On a warm Thursday evening in Edinburgh, a small crowd has gathered to witness a European first. In a small space on Dundas Street, the continent’s first museum of contemporary Palestinian art is hosting its launch night ahead of its public opening this weekend. The large number of the throng is made up of the vast Palestinian diaspora.
The date is significant: May 15 marks Nakba Day, when Palestinians commemorate the loss of their homes, lands, and sometimes lives in the creation of Israel. The United Nations Partition Plan for Palestine was adopted in 1947, splitting the land into the new Jewish state and a Palestinian one. Around 56% of what was then British Mandatory Palestine was to be allocated to Israel, despite Arabs making up two-thirds of the population and, at the time, owning roughly 90% of the land.
Soldiers were given lists of settlements, along with a detailed description – access roads, quality of land, water springs, main sources of income, level of hostility – and its fate: destruction, occupation, or expulsion. Israel declared its independence on May 14, and the following day a coalition of neighbouring Arab states invaded. By the time of the armistice in March 1949, Israel controlled around 78% of what had been Mandatory Palestine, with more than 700,000 Palestinians forced out of their homes. They call this ‘al-Nakba’, the catastrophe.

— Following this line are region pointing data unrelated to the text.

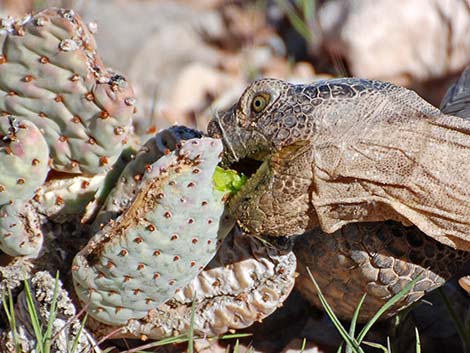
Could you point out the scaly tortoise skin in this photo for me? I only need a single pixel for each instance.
(342, 151)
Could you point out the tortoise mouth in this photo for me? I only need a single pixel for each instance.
(247, 166)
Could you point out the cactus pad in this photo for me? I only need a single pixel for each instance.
(20, 230)
(51, 75)
(124, 191)
(245, 282)
(23, 159)
(168, 234)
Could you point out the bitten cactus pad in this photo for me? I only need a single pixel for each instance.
(161, 242)
(125, 189)
(51, 75)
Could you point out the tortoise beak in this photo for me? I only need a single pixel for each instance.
(217, 128)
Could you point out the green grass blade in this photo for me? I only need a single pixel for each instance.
(392, 301)
(341, 330)
(418, 341)
(376, 345)
(191, 327)
(304, 344)
(352, 328)
(52, 316)
(33, 315)
(79, 333)
(10, 313)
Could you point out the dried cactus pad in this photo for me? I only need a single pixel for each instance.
(51, 75)
(170, 231)
(124, 191)
(20, 230)
(23, 159)
(245, 282)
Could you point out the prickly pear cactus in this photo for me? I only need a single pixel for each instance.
(24, 157)
(162, 241)
(51, 75)
(20, 230)
(125, 189)
(246, 281)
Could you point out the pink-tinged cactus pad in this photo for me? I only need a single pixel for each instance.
(23, 159)
(51, 75)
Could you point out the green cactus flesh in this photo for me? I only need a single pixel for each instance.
(20, 230)
(51, 75)
(170, 231)
(24, 157)
(228, 180)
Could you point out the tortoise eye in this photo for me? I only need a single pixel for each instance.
(260, 102)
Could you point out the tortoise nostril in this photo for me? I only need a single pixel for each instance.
(214, 130)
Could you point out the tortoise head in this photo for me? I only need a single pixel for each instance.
(252, 127)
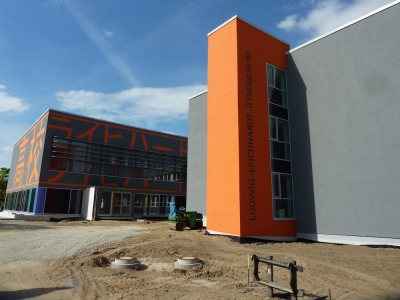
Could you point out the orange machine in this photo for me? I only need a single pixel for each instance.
(239, 188)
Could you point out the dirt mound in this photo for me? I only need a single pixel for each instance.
(99, 261)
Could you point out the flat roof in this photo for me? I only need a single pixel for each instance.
(345, 25)
(237, 17)
(201, 93)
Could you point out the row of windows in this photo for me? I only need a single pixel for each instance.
(280, 144)
(21, 200)
(120, 203)
(137, 163)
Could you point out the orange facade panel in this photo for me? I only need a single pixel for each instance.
(239, 188)
(223, 207)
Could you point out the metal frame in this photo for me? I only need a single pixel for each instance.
(290, 146)
(291, 266)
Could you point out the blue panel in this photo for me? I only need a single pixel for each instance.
(40, 197)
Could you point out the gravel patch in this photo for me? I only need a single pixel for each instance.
(21, 241)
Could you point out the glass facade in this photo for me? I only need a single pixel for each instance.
(21, 200)
(280, 144)
(85, 157)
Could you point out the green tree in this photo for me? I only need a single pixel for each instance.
(3, 182)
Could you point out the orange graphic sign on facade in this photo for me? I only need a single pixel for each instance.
(238, 150)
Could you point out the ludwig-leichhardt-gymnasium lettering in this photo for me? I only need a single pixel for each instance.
(250, 140)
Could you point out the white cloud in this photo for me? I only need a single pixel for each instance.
(327, 15)
(97, 38)
(136, 106)
(288, 23)
(11, 104)
(11, 132)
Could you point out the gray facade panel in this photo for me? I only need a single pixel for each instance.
(344, 107)
(197, 159)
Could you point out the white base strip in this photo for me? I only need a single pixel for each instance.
(270, 238)
(348, 239)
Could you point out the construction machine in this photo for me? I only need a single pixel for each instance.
(179, 219)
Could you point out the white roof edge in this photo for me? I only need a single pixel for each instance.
(110, 122)
(237, 17)
(34, 123)
(346, 25)
(198, 94)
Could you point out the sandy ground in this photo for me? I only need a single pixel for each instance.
(349, 272)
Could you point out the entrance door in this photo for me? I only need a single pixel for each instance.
(114, 204)
(105, 204)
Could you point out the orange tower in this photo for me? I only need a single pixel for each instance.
(240, 197)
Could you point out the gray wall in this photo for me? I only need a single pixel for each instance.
(344, 93)
(197, 154)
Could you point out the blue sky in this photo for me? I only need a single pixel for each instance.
(129, 61)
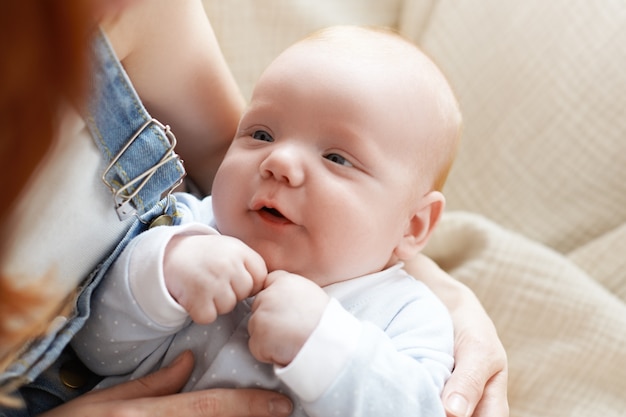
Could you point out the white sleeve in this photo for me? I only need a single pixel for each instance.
(338, 331)
(133, 317)
(146, 278)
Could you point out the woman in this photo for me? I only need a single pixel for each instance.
(171, 55)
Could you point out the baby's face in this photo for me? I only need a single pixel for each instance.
(320, 178)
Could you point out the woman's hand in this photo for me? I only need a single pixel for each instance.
(478, 385)
(155, 395)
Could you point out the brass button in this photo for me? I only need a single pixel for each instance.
(162, 220)
(74, 374)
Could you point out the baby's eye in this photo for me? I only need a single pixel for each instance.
(338, 159)
(262, 135)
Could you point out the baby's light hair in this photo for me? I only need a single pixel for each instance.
(430, 76)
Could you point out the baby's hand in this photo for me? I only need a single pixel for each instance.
(284, 314)
(208, 274)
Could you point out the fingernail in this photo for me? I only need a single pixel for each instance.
(280, 407)
(457, 405)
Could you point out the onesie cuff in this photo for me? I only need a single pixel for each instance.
(147, 280)
(324, 355)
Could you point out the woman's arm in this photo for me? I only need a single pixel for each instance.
(478, 385)
(156, 394)
(170, 53)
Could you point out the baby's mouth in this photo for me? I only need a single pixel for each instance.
(273, 212)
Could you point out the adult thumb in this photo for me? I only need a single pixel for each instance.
(165, 381)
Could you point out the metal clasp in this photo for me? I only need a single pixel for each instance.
(122, 196)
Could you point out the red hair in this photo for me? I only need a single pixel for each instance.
(44, 45)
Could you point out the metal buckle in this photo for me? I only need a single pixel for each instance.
(123, 197)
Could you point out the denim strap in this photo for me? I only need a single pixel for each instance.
(141, 166)
(139, 149)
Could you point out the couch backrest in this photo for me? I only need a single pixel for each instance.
(542, 87)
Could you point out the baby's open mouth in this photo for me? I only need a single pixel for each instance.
(273, 212)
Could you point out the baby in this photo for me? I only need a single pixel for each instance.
(290, 277)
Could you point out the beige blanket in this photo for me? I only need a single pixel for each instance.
(536, 221)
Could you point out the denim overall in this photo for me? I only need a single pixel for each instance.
(142, 168)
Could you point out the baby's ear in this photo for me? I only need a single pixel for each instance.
(421, 225)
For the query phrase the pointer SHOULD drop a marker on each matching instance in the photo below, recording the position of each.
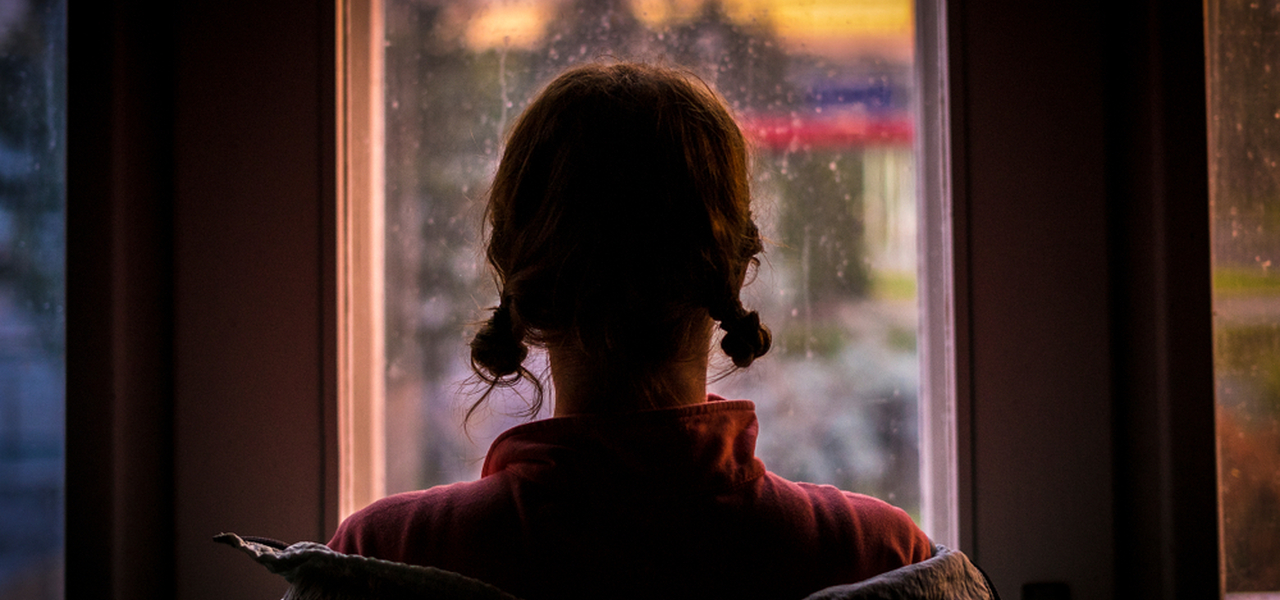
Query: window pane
(32, 104)
(824, 91)
(1244, 149)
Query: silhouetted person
(621, 234)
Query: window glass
(1244, 150)
(32, 115)
(824, 91)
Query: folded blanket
(315, 572)
(947, 576)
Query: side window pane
(1244, 150)
(32, 105)
(826, 94)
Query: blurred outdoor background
(824, 92)
(1244, 149)
(32, 248)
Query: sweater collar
(700, 448)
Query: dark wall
(201, 292)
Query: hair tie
(498, 347)
(745, 338)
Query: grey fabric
(315, 572)
(947, 576)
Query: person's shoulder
(877, 527)
(382, 527)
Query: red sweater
(666, 503)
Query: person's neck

The art in the gallery, however, is altogether lighter. A landscape painting of an olive grove, kites flying in a clear blue sky, a woman in a headscarf standing in the sun-kissed sea. On one wall are pictures drawn by children from Gaza, bright, crayon drawings. As Mr Saleh told The Herald: “There are not a lot of gory scenes and scenes of violence whatsoever. It’s just regular, the kind of art you’d see in a typical modern art museum. We are trying to show that Palestinians are human, just like everyone else.”